I due decidono di formare una band ispirata al fumetto horror Satan Suicide. Ne nasce un punk a modo loro: gelido, elettronico, ossessivo. Fino al 2016, anno in cui muore Alan Vega.
Ne parla Massimo Zamboni che con i I Soviet+ L’elettricità oggi propone canzoni dal repertorio CCCP, CSI, e poi teatro, danza, proiezioni con ospiti come Max Collini, Angela Baraldi, Fatur e tanti altri.
Massimo, è il dicembre del 1977, esce l’omonimo dei Suicide. Ricordi dov’eri?
Sì, certo, perfettamente. Avevo 19 anni, ascoltai l’album all’indomani della sua uscita. Ero con un amico, una sera, a casa sua. Lui mise il disco sul piatto e ricordo lo stupore: mai sentito nulla di simile!
Fu una sensazione di spaesamento. Sentire “Frankie Teardrop” con quella voce, quella musica, quella tastiera fu una botta.
Tempo fa hai scritto un articolo sui Suicide, s’intitolava Punk prima del punk. Quali semi avevano piantato per anticiparlo, il punk?

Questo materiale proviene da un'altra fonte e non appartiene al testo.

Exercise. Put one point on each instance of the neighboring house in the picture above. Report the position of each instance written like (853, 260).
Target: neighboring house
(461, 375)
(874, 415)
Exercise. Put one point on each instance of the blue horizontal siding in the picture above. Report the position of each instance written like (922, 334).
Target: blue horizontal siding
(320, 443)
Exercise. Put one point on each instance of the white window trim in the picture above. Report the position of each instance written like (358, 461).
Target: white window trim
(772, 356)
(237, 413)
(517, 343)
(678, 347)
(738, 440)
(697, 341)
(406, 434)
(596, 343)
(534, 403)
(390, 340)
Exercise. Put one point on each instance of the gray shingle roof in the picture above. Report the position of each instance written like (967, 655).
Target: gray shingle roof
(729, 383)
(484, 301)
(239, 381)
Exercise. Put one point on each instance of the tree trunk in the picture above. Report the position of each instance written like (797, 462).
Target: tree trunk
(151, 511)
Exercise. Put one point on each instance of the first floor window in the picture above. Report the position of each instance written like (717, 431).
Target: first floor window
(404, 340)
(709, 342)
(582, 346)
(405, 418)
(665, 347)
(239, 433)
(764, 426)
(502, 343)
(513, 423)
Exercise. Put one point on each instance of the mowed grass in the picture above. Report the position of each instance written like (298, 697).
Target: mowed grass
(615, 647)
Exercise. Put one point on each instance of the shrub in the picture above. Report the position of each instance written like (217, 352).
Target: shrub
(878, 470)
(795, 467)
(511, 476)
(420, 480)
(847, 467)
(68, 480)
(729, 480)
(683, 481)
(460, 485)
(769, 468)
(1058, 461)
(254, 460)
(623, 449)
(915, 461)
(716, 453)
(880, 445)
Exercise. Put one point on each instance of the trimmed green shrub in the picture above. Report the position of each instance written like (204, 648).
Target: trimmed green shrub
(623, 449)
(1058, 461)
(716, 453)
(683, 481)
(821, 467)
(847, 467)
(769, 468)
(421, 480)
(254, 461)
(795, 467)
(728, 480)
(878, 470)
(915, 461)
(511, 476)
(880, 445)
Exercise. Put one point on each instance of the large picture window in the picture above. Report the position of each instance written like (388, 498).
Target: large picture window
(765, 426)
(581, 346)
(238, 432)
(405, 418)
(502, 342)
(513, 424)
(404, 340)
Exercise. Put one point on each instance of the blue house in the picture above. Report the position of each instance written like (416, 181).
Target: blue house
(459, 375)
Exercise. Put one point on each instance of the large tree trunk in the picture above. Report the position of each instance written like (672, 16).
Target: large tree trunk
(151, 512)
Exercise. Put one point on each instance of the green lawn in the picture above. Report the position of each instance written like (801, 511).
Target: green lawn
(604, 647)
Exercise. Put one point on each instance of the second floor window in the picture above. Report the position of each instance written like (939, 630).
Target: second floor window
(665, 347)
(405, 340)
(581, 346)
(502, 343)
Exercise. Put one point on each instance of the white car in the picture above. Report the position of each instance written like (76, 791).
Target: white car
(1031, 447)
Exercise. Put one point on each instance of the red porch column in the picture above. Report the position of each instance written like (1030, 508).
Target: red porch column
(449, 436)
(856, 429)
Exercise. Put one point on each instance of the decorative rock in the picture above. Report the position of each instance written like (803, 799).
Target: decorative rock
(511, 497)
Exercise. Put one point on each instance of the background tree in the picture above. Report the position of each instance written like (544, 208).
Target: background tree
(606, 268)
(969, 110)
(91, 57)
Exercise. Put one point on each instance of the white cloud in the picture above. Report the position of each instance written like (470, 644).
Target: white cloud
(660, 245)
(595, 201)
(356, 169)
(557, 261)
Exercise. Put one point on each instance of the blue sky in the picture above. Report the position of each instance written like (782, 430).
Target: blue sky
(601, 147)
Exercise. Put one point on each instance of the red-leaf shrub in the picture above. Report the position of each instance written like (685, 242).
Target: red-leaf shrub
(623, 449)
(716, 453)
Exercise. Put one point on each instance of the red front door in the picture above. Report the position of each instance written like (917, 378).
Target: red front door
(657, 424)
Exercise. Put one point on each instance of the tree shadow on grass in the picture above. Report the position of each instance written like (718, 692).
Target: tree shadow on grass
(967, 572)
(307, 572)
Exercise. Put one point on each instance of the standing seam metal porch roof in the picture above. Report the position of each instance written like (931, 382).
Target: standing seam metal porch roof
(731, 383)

Beh, loro prima di quel ’77 avevano già fatto alcuni spettacoli chiamati Punk Mass (messa punk) anticipando tutti, anche Londra. Il punk, inteso come spazzatura, rifiuto, non era un concetto inedito, la novità dei Suicide fu nello stilema con cui lo proposero.
E naturalmente nella loro forma musicale così diversa da qualsiasi altra cosa del periodo.
A proposito di questo, i Suicide sono considerati punk freddi.
Esatto, è la loro unicità. Erano gelidi. Quando li vidi dal vivo c’era Martin Rev fermo, in piedi e tutta la fisicità della band era affidata alla voce e ai pochi movimenti di Alan Vega.
Nessun salto, nessuno strumento brandito a mo’ di arma. Non c’erano chitarre, né musiche di rivolta, c’era solo una tastiera glaciale.
Ma era il mondo che ricreavano a fare la differenza.
Differente fu anche il loro modo di approcciarsi alla scena di New York di cui rimasero cani sciolti. Perché?
Erano molto colti, in città seguivano le novità musicali, dal jazz al rock. Vega era appassionato di arti figurative. E poi lui debuttò nel rock a quarant’anni e se ci pensi è assurdo: a quell’età si sta già in pantofole!
I Suicide non volevano legarsi, non volevano compromessi, addirittura andarono contro a un vate come Allen Ginsberg che li criticò perché a suo parere il loro nome era “troppo tetro”.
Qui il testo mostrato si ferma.